A queste competenze hard, si affiancano anche una serie di qualità più soft: lo scienziato dei dati è in genere anche una persona curiosa e proattiva, interessato a risolvere problemi e a porsi domande per migliorare i processi di business.
Come si diventa data scientist
Da questa introduzione è chiaro che stiamo parlando di un professionista altamente qualificato. Infatti i data scientist possiedono sempre una laurea e nella maggioranza dei casi questa è una laurea Magistrale o PhD, in genere tra le facoltà di Ingegneria, Informatica, Economia, Matematica e Statistica. Ma si tratta in realtà di una disciplina molto interdisciplinare. Un esempio è il caso di Gevorg Yeghikyan, 27 anni, che un mese fa è diventato il primo dottore in Data Science alla Scuola Normale Superiore di Pisa, un indirizzo multidisciplinare che integra le materie Stem (Scienze, Tecnologia, Ingegneria e Matematica) con l’economia, la ricerca e l’innovazione industriale. In Italia a offrire programmi di formazione multidisciplinare, oltre all’Università di Pisa, sono la Luiss di Roma, con un nuovo master, la Statale di Milano, Milano-Bicocca, La Sapienza e Università Bocconi, con un percorso specialistico dedicato a Data Science e Business Analytics. Negli Stati Uniti, l’università di Berkley ha creato una facoltà interdisciplinare, che integra matematica, informatica e ingegneria, con l’obiettivo di formare una figura professionale capace di leggere i dati e comprendere i fenomeni sociali, iscrivendoli in una logica numerica applicabile agli strumenti digitali che le aziende dispongono. Negli ultimi anni sono inoltre numerosi i master professionalizzanti proposti da enti e aziende, come quello di Cefriel e Politecnico, oppure un altro di Talent Garden con Groupama.

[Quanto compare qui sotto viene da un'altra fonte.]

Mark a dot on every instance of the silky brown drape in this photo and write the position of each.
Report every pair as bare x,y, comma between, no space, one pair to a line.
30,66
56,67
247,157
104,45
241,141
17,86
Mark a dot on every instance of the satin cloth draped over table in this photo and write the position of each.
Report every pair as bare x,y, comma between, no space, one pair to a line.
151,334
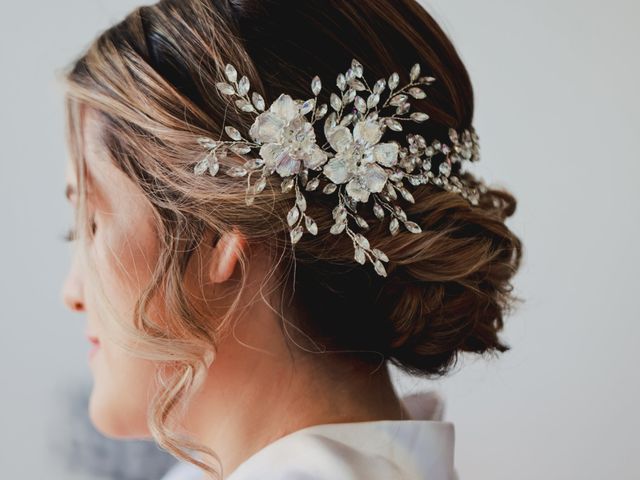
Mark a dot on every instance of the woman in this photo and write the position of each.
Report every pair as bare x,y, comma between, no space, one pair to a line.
256,241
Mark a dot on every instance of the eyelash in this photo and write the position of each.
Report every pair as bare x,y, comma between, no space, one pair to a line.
70,235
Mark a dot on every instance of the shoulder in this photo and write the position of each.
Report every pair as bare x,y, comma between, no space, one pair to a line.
379,450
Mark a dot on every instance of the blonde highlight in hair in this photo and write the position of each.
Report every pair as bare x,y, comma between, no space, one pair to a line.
151,81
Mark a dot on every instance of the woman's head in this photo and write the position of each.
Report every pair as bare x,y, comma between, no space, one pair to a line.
181,257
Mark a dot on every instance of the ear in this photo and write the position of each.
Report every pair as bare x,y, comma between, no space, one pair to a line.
224,256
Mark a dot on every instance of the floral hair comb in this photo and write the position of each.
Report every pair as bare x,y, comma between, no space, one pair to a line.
354,161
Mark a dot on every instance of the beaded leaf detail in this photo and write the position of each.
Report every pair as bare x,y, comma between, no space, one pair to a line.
354,161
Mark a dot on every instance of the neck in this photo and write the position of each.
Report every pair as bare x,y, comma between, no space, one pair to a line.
257,391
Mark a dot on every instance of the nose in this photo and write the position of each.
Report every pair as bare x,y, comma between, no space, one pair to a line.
72,294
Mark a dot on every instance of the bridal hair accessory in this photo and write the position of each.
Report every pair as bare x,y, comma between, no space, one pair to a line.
353,161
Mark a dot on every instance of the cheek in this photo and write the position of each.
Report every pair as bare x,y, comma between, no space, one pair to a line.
123,384
123,387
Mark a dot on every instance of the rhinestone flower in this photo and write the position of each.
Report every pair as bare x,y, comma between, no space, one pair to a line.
353,163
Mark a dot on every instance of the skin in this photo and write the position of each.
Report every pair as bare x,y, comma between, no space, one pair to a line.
253,393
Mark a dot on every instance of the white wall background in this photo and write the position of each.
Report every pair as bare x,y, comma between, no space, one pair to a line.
557,112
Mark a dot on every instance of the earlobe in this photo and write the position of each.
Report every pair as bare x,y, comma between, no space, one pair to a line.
224,259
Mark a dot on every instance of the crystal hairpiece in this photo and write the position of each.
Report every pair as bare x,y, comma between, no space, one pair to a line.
353,161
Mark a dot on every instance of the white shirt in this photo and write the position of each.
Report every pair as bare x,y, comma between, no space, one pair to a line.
418,449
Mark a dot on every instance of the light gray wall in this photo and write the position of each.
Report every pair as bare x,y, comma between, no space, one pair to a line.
557,113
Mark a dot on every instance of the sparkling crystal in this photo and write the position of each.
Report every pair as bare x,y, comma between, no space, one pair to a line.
201,166
293,216
233,133
346,120
243,86
340,138
214,168
378,211
261,184
349,96
307,106
311,225
237,172
415,72
379,268
373,100
413,227
296,234
337,228
225,88
394,226
416,92
287,185
398,100
316,85
357,67
407,195
301,201
329,188
393,124
394,80
380,254
231,73
240,149
362,223
419,116
386,154
335,102
357,191
244,105
258,101
329,123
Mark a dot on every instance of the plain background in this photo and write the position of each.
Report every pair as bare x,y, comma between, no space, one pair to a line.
556,85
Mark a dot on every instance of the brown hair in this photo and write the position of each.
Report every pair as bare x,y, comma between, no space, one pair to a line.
152,79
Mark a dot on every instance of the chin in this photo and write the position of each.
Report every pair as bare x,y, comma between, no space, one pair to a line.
115,417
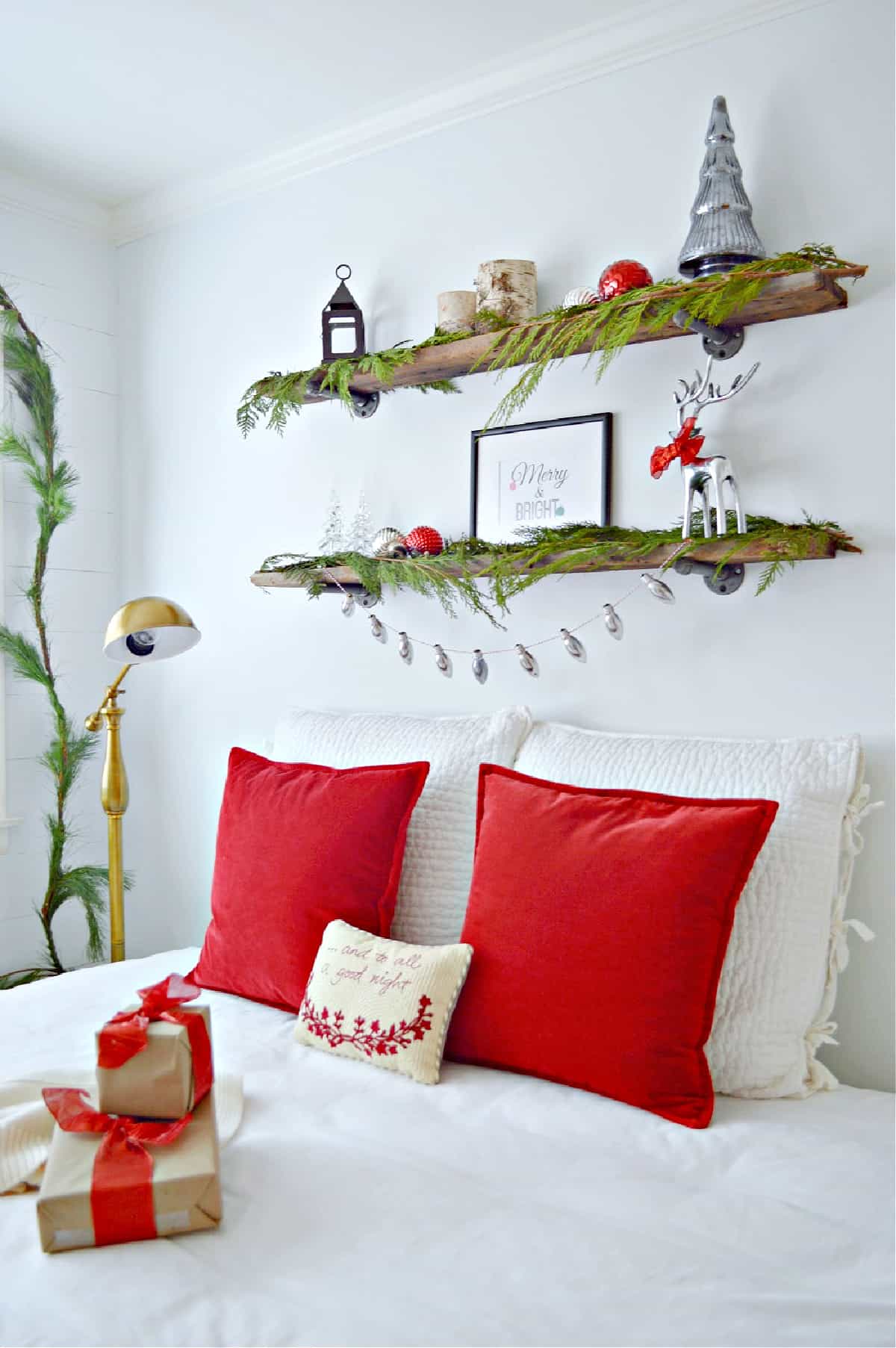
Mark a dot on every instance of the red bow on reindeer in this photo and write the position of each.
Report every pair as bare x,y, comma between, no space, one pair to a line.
125,1034
685,447
122,1182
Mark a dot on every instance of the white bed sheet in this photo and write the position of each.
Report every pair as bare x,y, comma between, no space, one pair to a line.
361,1208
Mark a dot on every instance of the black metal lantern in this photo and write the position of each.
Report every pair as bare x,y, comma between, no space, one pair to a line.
343,314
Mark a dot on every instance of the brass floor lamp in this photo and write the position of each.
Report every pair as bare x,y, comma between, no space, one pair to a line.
144,630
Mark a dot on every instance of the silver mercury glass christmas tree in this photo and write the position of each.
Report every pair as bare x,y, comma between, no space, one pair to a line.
721,234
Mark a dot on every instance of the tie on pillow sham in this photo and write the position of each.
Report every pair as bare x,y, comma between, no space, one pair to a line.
382,1002
298,847
600,921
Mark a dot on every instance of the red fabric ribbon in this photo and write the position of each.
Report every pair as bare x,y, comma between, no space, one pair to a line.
125,1034
685,447
122,1182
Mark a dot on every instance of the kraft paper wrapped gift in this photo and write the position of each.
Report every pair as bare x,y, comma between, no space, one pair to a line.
162,1072
123,1180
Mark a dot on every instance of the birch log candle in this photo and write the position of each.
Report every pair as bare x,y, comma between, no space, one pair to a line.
455,311
508,288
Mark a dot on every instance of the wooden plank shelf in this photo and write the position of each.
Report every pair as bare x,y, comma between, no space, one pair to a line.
785,297
753,550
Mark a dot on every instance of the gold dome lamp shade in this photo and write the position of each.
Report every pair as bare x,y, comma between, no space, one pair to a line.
149,629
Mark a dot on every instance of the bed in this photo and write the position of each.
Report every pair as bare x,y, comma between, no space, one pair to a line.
363,1208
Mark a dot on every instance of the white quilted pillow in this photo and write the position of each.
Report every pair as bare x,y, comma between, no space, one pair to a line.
779,979
438,857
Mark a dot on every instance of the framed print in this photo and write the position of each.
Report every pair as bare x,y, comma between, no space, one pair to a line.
556,472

Quanto guadagna uno scienziato dei dati
Ma quanto guadagna allora una figura così ricercata? Le opportunità di carriera per un data scientist si sono moltiplicate nell’ultimo decennio e verrebbe spontaneo pensare che lo stipendio vada di pari passo. In effetti negli Stati Uniti i data scientist ricevono oltre 110mila dollari all’anno. Tuttavia la loro situazione rappresenta un’eccezione nel panorama generale: negli altri Paesi i guadagni sono considerevolmente più bassi. Secondo gli ultimi dati elaborati dall’Osservatorio del Politecnico, la media è di 68mila dollari all’anno. In Italia invece un data scientist guadagna circa 30mila euro annui (cifra confermata anche dal portale Glassdoor).
La situazione in Italia
Gli ultimi dati attendibili disponibili sono quelli elaborati dall’Osservatorio Big Data Analytics & Business Intelligence del Politecnico. Nel 2019, la figura più ricercata in assoluto nell’ambito degli analytics – mercato che in Italia vale 1,7 miliardi di euro, +23% rispetto all’anno prima – era il Data analyst, che si trova nel 76% delle grandi aziende. Il data scientist invece già un anno fa era presente in metà delle grandi aziende (49%) e tra queste tutte ne hanno aumentato il numero rispetto all’anno precedente, mentre circa una su tre lo ha raddoppiato. Dati positivi, che controbilanciano il rallentamento registrato dal 2017 al 2019, quando la diffusione dei data scientist è aumentata solo del 6%. Dal 2018 al 2019 c’è stato anche un considerevole balzo in avanti delle aziende che hanno inserito personale formato sugli analytics: dal 31% al 50%. L’altra metà è però ancora legata a modelli più tradizionali. Tuttavia, un’azienda su tre aveva dichiarato di voler assumere un data scientist entro la fine del 2020: bisognerà ora vedere se le previsioni sono state rispettate e quanto ha inciso la pandemia sulla spinta a innovare anche in quest’ambito.